How to quickly convert file formats
published 2023-08-08 (last changed on 2024-03-14) by
This is a collection of a few useful commands for converting files between formats that I use all the time.
# Audio
# Audio → FLAC
lossless if converting from e.g. WAV
$ flac --best input.wav
# Audio → Opus
Check Opus Recommended Settings for the ideal bitrate for your use case.
24 Kb/s is a good basis for very small files that are still high quality for voice recordings. Only use --downmix-mono
if you don’t loose information by merging stereo audio to mono.

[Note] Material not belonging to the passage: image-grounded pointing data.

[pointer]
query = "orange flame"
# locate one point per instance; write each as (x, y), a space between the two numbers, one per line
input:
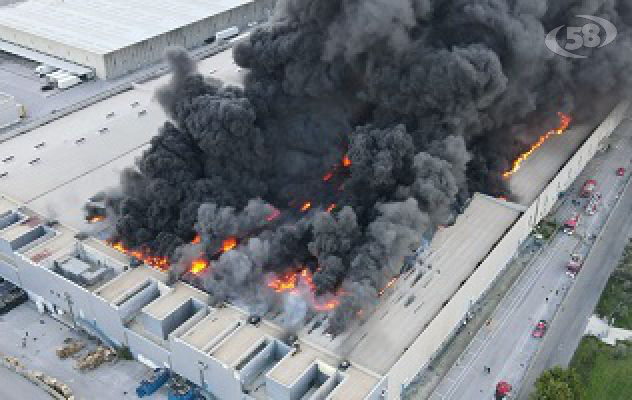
(300, 283)
(275, 214)
(306, 206)
(229, 244)
(388, 285)
(346, 161)
(284, 283)
(155, 261)
(198, 266)
(565, 121)
(95, 218)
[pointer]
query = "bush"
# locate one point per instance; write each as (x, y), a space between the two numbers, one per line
(620, 351)
(557, 384)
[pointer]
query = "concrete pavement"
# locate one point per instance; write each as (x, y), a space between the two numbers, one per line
(570, 323)
(15, 387)
(505, 345)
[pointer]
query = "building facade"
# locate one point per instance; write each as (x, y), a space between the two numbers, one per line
(116, 37)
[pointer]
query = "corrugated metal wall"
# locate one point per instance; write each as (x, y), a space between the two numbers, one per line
(441, 329)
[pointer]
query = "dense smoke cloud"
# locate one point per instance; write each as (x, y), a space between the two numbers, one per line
(430, 99)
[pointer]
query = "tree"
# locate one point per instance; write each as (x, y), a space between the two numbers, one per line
(557, 384)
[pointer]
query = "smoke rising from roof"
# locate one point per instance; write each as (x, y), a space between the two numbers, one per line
(431, 100)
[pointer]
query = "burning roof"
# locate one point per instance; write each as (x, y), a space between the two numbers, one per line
(355, 132)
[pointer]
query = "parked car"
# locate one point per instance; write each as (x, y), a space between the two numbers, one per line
(540, 329)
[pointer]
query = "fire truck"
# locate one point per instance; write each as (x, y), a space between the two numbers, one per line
(588, 188)
(593, 204)
(574, 265)
(503, 390)
(571, 224)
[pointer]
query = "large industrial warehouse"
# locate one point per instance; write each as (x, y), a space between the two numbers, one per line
(171, 324)
(114, 37)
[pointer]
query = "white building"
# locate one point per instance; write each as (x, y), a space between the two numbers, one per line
(114, 37)
(9, 110)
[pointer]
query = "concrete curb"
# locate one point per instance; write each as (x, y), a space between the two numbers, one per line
(18, 369)
(525, 388)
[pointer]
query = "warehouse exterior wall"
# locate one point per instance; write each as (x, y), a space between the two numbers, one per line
(9, 113)
(443, 326)
(59, 50)
(135, 56)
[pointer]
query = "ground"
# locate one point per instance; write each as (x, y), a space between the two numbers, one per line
(117, 381)
(604, 370)
(615, 303)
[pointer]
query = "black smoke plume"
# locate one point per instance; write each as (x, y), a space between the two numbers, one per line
(430, 99)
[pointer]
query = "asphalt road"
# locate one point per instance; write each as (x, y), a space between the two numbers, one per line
(570, 323)
(505, 344)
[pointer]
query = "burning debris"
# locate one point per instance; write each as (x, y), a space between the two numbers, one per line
(565, 121)
(355, 133)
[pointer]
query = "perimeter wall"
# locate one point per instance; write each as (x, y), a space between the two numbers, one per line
(443, 326)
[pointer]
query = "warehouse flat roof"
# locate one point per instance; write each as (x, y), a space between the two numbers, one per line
(292, 366)
(536, 172)
(177, 295)
(236, 346)
(128, 281)
(42, 58)
(208, 329)
(64, 177)
(357, 384)
(454, 254)
(102, 26)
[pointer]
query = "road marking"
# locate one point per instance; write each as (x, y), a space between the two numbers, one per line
(522, 289)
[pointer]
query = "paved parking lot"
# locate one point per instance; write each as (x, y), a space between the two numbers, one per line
(116, 381)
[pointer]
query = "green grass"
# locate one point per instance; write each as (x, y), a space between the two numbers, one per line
(616, 299)
(605, 372)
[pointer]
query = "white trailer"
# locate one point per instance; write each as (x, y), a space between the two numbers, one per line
(68, 82)
(45, 69)
(227, 33)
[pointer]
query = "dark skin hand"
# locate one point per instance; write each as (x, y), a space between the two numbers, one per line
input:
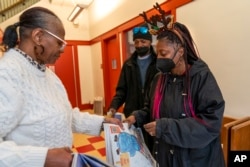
(59, 157)
(114, 121)
(149, 127)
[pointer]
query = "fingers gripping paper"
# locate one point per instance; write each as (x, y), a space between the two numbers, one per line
(126, 148)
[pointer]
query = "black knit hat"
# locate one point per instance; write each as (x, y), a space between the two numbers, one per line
(142, 32)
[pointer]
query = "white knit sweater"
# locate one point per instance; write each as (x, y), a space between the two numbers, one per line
(35, 113)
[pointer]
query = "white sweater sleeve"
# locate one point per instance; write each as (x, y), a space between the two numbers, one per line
(83, 122)
(21, 156)
(11, 102)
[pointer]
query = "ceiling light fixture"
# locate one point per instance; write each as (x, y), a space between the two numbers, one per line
(78, 9)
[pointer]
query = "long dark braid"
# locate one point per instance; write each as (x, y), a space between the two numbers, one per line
(182, 37)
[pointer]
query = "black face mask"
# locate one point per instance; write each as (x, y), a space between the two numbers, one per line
(165, 64)
(142, 51)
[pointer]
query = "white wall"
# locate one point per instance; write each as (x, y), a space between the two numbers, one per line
(222, 34)
(104, 15)
(221, 30)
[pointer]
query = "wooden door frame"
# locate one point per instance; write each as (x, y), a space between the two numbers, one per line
(168, 6)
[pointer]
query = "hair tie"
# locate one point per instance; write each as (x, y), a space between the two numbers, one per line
(16, 24)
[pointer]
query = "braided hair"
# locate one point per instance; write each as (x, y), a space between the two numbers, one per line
(180, 35)
(32, 18)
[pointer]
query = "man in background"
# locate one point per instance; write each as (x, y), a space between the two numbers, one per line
(136, 74)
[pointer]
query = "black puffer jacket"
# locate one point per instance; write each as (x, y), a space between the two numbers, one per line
(129, 89)
(183, 141)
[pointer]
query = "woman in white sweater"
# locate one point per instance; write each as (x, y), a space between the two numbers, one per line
(36, 117)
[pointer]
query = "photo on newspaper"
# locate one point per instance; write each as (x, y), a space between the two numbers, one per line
(126, 147)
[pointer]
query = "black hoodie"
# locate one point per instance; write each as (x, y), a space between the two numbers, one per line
(182, 140)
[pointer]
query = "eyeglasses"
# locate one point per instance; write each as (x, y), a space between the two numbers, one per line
(143, 30)
(64, 43)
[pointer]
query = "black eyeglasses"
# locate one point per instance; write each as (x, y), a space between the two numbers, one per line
(143, 30)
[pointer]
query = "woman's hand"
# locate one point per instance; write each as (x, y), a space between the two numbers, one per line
(59, 157)
(113, 121)
(130, 120)
(151, 128)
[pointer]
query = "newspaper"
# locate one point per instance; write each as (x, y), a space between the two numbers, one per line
(126, 148)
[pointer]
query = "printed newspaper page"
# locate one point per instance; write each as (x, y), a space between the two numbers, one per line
(126, 148)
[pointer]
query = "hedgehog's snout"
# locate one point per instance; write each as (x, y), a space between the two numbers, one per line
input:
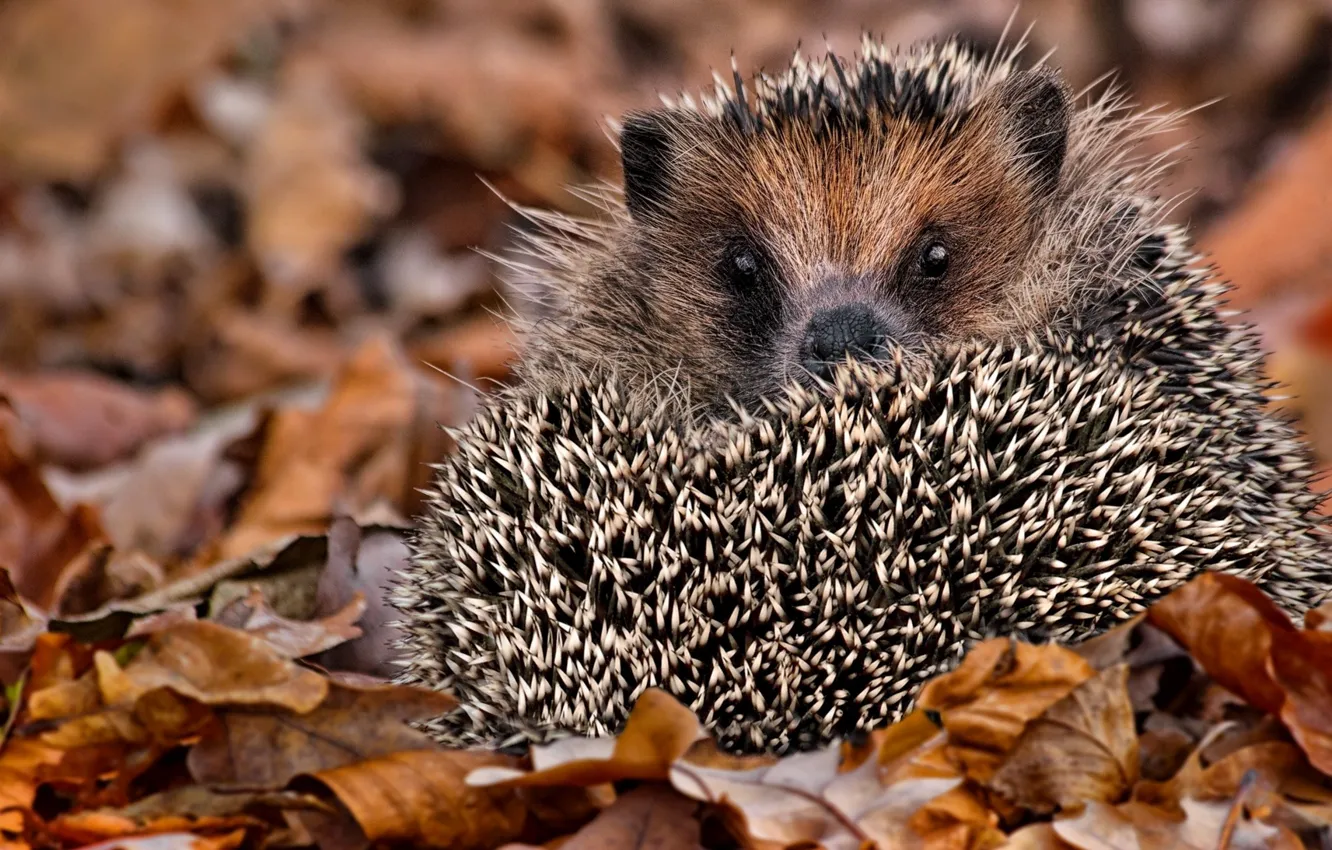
(850, 329)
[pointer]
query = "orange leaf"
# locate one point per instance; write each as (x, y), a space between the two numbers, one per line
(989, 698)
(20, 761)
(421, 797)
(1227, 626)
(658, 732)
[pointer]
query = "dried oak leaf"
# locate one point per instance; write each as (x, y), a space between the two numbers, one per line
(21, 761)
(806, 798)
(650, 816)
(421, 797)
(79, 75)
(1300, 664)
(1227, 626)
(353, 724)
(189, 808)
(215, 665)
(312, 193)
(365, 444)
(292, 638)
(45, 549)
(1000, 685)
(81, 420)
(658, 732)
(1083, 748)
(1136, 826)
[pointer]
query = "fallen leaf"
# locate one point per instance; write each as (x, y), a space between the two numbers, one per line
(215, 665)
(360, 446)
(81, 420)
(1000, 685)
(292, 638)
(1083, 748)
(658, 732)
(806, 798)
(650, 816)
(77, 75)
(21, 761)
(421, 797)
(1227, 625)
(1303, 670)
(353, 724)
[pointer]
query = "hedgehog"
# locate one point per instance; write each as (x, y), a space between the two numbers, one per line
(867, 361)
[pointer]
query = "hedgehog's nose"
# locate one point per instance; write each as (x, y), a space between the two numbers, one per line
(834, 333)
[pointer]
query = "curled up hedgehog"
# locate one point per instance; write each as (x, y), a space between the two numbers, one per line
(865, 363)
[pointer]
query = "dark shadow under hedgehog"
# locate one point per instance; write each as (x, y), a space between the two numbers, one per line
(1048, 426)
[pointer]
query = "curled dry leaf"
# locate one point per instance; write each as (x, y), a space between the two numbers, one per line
(658, 732)
(989, 698)
(1227, 625)
(1083, 748)
(81, 420)
(1302, 666)
(354, 722)
(216, 665)
(361, 445)
(292, 638)
(421, 797)
(21, 761)
(805, 798)
(650, 816)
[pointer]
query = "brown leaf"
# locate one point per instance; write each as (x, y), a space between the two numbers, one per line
(45, 549)
(292, 638)
(806, 798)
(1083, 748)
(267, 748)
(421, 797)
(1302, 668)
(215, 665)
(358, 448)
(650, 816)
(20, 764)
(658, 732)
(311, 191)
(188, 808)
(989, 698)
(1227, 625)
(76, 76)
(81, 420)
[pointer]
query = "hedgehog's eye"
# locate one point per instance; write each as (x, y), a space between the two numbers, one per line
(742, 268)
(934, 260)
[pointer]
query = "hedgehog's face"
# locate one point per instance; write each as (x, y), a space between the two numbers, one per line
(769, 256)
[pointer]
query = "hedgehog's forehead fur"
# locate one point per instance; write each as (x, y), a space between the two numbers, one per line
(835, 175)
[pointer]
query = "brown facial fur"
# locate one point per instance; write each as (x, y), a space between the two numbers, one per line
(834, 212)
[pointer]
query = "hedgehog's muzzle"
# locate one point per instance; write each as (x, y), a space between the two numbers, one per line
(846, 331)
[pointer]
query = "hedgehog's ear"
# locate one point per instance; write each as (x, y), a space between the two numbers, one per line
(1036, 109)
(646, 153)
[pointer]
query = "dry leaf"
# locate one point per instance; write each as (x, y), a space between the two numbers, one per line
(1083, 748)
(213, 665)
(267, 748)
(292, 638)
(658, 732)
(989, 698)
(1227, 625)
(358, 448)
(1303, 669)
(650, 816)
(421, 797)
(81, 420)
(20, 764)
(806, 798)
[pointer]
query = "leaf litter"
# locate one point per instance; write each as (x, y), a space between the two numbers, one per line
(237, 296)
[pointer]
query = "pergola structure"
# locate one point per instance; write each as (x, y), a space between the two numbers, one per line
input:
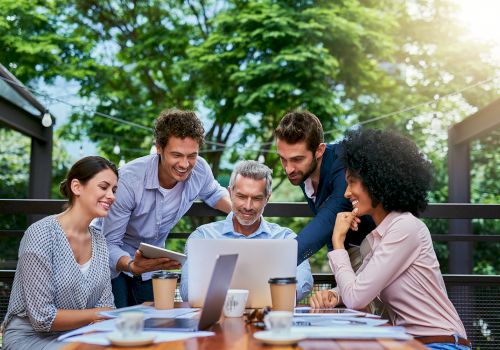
(21, 111)
(460, 135)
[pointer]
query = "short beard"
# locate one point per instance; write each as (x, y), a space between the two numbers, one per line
(312, 168)
(246, 222)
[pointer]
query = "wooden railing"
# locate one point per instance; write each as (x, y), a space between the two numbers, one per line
(476, 297)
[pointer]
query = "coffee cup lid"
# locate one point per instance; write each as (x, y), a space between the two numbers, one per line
(283, 280)
(165, 275)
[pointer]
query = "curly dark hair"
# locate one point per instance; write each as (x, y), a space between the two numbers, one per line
(390, 166)
(178, 123)
(298, 126)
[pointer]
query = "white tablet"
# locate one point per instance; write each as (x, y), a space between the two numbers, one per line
(153, 252)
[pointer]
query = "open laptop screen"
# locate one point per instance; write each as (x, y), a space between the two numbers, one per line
(258, 260)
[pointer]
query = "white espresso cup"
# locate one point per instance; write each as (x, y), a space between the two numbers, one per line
(279, 322)
(236, 300)
(130, 324)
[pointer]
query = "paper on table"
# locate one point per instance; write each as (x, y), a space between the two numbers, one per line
(101, 338)
(352, 332)
(109, 325)
(337, 321)
(307, 311)
(104, 326)
(148, 311)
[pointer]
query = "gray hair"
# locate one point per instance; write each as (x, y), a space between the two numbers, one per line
(253, 170)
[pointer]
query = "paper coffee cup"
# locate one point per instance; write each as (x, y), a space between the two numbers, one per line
(283, 293)
(164, 284)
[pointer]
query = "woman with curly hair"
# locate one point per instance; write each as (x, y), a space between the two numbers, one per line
(388, 178)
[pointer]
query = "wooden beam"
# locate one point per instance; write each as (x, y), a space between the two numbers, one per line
(473, 127)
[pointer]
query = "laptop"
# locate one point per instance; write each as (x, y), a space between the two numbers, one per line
(258, 260)
(214, 301)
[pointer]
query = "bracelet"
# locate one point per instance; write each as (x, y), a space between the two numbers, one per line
(129, 266)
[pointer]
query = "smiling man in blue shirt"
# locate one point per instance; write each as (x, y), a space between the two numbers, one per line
(153, 194)
(250, 189)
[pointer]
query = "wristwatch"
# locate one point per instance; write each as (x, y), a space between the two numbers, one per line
(129, 267)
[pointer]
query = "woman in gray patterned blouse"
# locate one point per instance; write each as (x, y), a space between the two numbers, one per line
(63, 278)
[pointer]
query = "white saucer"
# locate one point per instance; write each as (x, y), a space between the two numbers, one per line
(142, 339)
(269, 337)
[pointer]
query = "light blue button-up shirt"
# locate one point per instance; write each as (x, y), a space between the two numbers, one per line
(224, 229)
(136, 215)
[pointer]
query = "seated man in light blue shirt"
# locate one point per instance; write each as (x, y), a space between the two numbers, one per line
(153, 194)
(249, 189)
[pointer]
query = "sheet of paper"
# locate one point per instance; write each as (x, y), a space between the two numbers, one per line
(337, 321)
(306, 311)
(104, 326)
(148, 311)
(109, 325)
(102, 339)
(352, 332)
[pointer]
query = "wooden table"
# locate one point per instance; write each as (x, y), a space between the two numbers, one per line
(233, 333)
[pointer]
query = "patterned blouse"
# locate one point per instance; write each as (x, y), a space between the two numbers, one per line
(48, 276)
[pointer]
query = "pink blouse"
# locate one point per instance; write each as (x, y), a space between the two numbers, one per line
(401, 269)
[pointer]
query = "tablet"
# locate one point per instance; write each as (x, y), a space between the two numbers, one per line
(153, 252)
(308, 311)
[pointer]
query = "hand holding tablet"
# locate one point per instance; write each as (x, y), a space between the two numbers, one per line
(152, 252)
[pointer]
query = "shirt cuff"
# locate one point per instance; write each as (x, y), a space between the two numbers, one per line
(338, 259)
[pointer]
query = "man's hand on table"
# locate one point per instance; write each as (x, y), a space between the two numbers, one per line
(142, 264)
(323, 299)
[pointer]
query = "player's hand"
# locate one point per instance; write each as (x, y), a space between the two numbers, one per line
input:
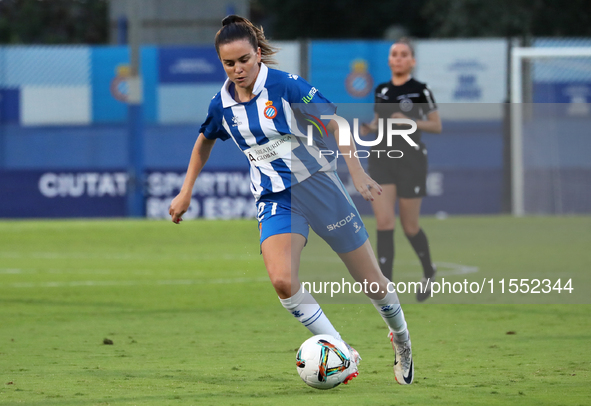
(365, 185)
(179, 206)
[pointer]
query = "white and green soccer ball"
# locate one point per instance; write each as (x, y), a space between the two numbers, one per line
(324, 362)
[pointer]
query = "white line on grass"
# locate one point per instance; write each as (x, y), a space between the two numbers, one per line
(133, 283)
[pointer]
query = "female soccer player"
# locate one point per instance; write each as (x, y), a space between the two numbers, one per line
(295, 187)
(403, 178)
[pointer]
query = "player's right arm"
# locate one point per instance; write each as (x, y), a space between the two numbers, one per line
(199, 156)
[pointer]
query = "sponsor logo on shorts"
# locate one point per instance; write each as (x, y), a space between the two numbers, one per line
(342, 223)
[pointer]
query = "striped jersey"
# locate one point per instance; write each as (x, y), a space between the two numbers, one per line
(271, 129)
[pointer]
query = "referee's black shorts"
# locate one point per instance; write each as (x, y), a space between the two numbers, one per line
(408, 173)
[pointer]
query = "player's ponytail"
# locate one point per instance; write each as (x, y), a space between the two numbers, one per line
(238, 28)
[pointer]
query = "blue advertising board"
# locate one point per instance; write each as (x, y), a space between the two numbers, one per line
(189, 65)
(110, 70)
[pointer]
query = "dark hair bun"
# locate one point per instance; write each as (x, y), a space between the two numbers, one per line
(233, 18)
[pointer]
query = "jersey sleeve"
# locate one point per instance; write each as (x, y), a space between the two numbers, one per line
(212, 127)
(428, 99)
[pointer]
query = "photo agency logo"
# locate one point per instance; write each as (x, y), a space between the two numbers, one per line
(394, 127)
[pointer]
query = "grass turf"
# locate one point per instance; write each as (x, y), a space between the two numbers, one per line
(194, 320)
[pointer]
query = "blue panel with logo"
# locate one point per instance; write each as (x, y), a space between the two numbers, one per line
(190, 65)
(349, 71)
(110, 69)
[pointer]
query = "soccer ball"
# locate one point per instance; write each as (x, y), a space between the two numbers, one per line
(324, 362)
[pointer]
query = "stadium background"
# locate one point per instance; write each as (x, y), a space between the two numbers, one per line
(63, 131)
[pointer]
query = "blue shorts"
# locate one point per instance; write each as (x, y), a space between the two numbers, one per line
(320, 202)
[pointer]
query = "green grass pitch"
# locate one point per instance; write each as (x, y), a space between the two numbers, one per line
(195, 321)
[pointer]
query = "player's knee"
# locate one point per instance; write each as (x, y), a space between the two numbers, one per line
(410, 228)
(284, 284)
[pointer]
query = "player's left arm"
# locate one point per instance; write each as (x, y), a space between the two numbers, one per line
(362, 181)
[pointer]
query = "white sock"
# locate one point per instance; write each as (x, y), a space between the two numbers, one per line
(306, 309)
(390, 310)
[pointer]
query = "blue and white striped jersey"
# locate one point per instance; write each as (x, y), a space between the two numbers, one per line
(268, 131)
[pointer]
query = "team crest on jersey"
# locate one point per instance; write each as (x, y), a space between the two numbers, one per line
(235, 122)
(270, 111)
(406, 105)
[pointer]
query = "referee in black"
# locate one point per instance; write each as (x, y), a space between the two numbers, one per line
(402, 178)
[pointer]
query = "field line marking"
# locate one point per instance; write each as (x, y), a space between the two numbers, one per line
(133, 283)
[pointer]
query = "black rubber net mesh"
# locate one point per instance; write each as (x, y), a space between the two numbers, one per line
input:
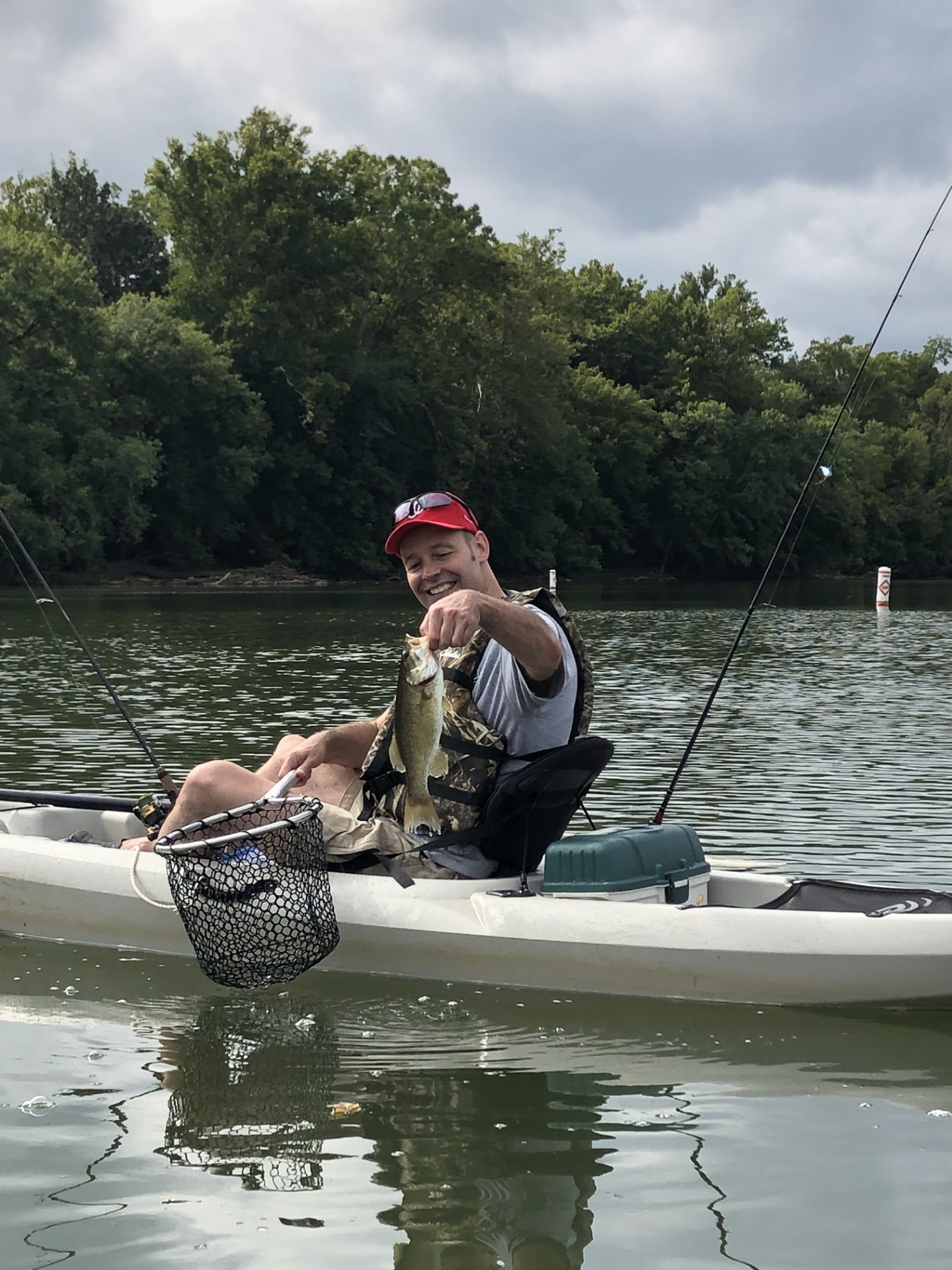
(258, 908)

$ opusenc --bitrate 24 --downmix-mono input.wav output.opus
# PDFs
# PDF → Extracted Images
$ mkdir tmp
$ pdfimages input.pdf -all tmp/name
This will extract all images that are contained in the input pdf to tmp/name-000.png
, tmp/name-001.jpg
, etc.
# PDF → PNG
$ pdftoppm input.pdf slides -png -scale-to 1080 -progress
This will generate images like slides-1.png
for every page of the PDF with the specified width. With e.g. -scale-to 3840
one can quickly convert a PDF of presentation slides to images for a high quality 4K video.
# PDF → compressed PDF
Sometimes I have a PDF that is far too large (hundreds of MB for a simple document) because it was generated in an ineffcient way. Using ghostscript can in many cases reduce the file size dramatically while decreasing the quality only a bit.
$ gs -sDEVICE=pdfwrite -dCompatibilityLevel=1.4 -dPDFSETTINGS=/ebook -dPrinted=false -dNOPAUSE -dBATCH -sOutputFile=small.pdf input.pdf
Depending on the required quality, /ebook
can be replaced with one of /printer
, /prepress
and /default
(or /screen
for a very bad quality). See the documentation for more information
# PDF → PDF with OCR
$ ocrmypdf -cdr --force-ocr input.pdf ocr.pdf -l deu
Check the documentation for more information.
# PDF → Plaintext → Spellcheck
$ pdftotext main.pdf - | pylanguagetool
Using my own commandline interface to LanguageTool.